Following the liberation of the town, the perpetrators of the attack on Timbuktu’s cultural heritage were prosecuted before the International Criminal Court (ICC) on account of the destruction to this World Heritage site. The entire process exposed once again the divergence between approaches of the international community, the state, and the local community regarding cultural heritage, values, and conservation. The community on whose behalf the proceedings were carried out at the ICC perceived that the destruction of the shrines was upheld more than the atrocities committed against those who owned and cared for the heritage.
Another example of an urban center that encompasses the precolonial urban center is Ibadan, which was created in 1829 as a city-state whose positions were reinforced during the colonial era, with “add-ons” to accommodate colonial activities. The historic core of Ibadan is densely populated and consists of the oldest residential neighborhoods in the city with passageways and alleys that separate large compounds inhabited by extended families, with strong social connections. The land and buildings—many of which are earth buildings—are considered sacred, and are often at the center of the identity of the families that occupy them. Though characterized by high levels of poverty, the residents of this historic core reject the classification of “slums.” Their attachment to the area is linked to place dependence and place identity, which is central to their very existence.

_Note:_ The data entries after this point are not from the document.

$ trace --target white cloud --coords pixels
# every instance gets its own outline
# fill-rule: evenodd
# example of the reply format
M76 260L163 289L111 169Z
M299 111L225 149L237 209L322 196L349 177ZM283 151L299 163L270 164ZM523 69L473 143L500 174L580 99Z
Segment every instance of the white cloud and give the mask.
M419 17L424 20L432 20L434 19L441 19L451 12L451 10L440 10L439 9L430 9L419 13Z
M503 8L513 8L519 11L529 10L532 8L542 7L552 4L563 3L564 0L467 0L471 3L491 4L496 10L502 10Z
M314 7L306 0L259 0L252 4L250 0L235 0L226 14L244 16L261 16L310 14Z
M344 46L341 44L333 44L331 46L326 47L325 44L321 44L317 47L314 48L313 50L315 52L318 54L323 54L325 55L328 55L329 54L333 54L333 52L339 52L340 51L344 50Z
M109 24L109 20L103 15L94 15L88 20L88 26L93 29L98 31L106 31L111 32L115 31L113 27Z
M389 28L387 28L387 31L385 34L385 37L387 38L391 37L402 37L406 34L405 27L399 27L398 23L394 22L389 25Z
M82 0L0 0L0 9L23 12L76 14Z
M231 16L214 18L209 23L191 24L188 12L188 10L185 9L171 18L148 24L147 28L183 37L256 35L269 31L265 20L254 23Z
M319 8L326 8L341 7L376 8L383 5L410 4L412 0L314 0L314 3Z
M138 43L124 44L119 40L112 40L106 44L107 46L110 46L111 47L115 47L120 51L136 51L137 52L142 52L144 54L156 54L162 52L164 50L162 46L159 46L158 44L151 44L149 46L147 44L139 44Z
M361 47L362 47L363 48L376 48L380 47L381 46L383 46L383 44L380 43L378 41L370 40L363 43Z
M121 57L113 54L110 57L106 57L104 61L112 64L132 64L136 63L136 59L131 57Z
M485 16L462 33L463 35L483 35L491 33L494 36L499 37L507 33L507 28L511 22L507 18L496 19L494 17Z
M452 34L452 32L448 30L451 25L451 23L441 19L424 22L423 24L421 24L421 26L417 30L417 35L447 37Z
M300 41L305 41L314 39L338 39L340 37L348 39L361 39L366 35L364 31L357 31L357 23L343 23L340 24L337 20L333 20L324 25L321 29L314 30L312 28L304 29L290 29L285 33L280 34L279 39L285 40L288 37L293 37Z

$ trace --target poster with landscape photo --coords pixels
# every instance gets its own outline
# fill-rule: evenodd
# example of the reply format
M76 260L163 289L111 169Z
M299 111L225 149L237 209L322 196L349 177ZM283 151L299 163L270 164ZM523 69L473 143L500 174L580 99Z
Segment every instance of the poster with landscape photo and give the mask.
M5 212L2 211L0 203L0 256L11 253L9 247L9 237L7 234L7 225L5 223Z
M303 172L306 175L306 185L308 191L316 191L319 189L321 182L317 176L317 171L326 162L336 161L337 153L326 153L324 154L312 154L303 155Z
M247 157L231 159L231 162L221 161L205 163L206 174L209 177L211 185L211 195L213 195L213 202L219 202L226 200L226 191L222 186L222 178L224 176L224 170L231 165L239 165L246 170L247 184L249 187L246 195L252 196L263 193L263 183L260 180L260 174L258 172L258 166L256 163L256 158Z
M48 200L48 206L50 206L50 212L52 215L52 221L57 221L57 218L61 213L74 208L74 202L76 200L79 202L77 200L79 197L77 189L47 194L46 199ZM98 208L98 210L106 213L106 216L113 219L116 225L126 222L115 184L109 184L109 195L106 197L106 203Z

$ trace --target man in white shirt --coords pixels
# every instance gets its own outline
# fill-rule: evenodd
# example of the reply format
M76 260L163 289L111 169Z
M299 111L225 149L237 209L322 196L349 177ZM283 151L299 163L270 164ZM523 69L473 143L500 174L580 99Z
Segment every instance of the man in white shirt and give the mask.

In Ghana, the Ga urban traditions—dating from the 16th century—founded the modern city of Accra. With the establishment of British colonial rule, the colonial city grew, reducing Ga influences and establishing large commercial and administrative areas.
The capital of Sierra Leone, Freetown, was established in 1788 as a center for former slaves returned to Africa. By 1864, the Fourah Bay College was central to the education of a new crop of intelligentsia on the west African coast, producing several professionals who eventually served in the British colonial service across west Africa. By 2021, the Old Fourah Bay College building was no longer in use but gives its name to a modern university that bears its name. The original building, mostly in ruins, is on Sierra Leone’s tentative list of World Heritage sites. Known as the Saro, the Sierra Leoneans, served in various parts of west Africa, up to northern Nigeria. In Lagos, the Shitta-Bey mosque was financed and built by a Saro, and its conservation is guaranteed primarily by its continued use and its inclusion on the Nigerian national heritage register.

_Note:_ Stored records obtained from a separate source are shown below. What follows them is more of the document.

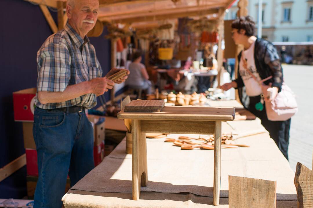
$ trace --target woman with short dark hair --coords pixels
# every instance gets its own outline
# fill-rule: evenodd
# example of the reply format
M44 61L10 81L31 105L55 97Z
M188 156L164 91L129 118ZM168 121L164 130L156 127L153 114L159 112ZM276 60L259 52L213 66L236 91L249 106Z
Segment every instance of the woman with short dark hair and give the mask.
M271 43L254 36L255 23L250 16L235 20L231 27L235 44L243 45L244 49L238 56L238 78L221 88L225 90L232 87L238 89L243 104L260 118L262 125L288 160L291 119L282 121L269 120L264 107L264 99L267 98L264 97L262 93L268 88L272 88L269 99L272 100L281 90L283 71L277 51ZM267 79L263 85L260 84L260 81Z
M141 63L141 55L139 52L133 54L133 62L128 66L130 74L126 83L130 88L146 90L147 94L151 94L152 85L145 65Z

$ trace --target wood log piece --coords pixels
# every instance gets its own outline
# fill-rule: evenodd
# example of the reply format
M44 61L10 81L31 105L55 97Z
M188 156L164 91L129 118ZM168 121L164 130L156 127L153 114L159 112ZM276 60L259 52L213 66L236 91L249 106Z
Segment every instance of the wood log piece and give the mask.
M313 171L300 162L295 174L298 208L313 207Z

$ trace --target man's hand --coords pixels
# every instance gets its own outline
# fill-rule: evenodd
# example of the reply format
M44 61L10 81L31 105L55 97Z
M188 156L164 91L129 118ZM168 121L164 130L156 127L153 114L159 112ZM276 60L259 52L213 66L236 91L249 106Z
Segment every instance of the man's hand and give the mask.
M114 82L106 77L95 78L89 81L91 85L92 93L97 96L103 94L113 88Z
M235 82L232 81L229 83L225 83L220 86L219 88L225 91L227 91L232 87L236 87L237 86L237 83Z
M105 75L105 77L108 77L111 75L112 75L114 74L115 74L115 73L116 73L116 72L118 72L121 69L117 69L117 68L113 68L110 70L108 72L108 73L106 75ZM127 70L126 70L126 71L127 71L127 74L129 75L129 71ZM122 77L122 78L121 78L121 79L119 79L117 80L116 81L115 81L115 83L118 84L119 84L121 83L122 83L122 82L124 82L125 81L125 80L126 80L126 79L127 79L127 76L125 76Z

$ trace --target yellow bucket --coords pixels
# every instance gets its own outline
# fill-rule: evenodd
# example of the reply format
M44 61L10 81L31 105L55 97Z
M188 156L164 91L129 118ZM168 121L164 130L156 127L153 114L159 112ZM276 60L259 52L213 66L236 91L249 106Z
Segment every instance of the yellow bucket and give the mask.
M173 58L173 49L172 48L159 48L159 59L171 60Z

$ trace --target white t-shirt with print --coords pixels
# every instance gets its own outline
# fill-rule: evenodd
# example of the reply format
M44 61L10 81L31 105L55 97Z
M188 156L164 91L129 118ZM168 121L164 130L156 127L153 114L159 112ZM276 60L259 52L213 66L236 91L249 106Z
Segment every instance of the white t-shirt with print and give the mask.
M247 61L248 69L250 70L256 78L258 81L261 80L260 75L256 70L255 62L254 59L254 49L255 41L251 44L250 47L242 51L244 57ZM259 95L262 93L262 89L259 83L244 67L244 61L241 60L239 63L239 73L242 78L246 87L246 93L250 96Z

The state of urban heritage in the region leaves much to be desired. Whatever form and type in which this heritage presents itself, its conservation is hampered by various factors such as lack of continuity of use of buildings from the various historic periods, weak synergy between the various policies and frameworks that regulate urban spaces leading to confusion, the lack of relevant public planning tools and, most importantly, the indifference of the urban stakeholders to the built heritage of their urban environment.
Communities at the Heart of Cultural Heritage Conservation in West Africa
The role of women in heritage conservation in west Africa is important, even if it is often less visible. At the community level, women often play a significant role in the transmission of cultural heritage—as in the case of Yoruba women who are said to have “carried the state and their households on their heads, in their wombs, and on their backs.” (Ogundiran 2020)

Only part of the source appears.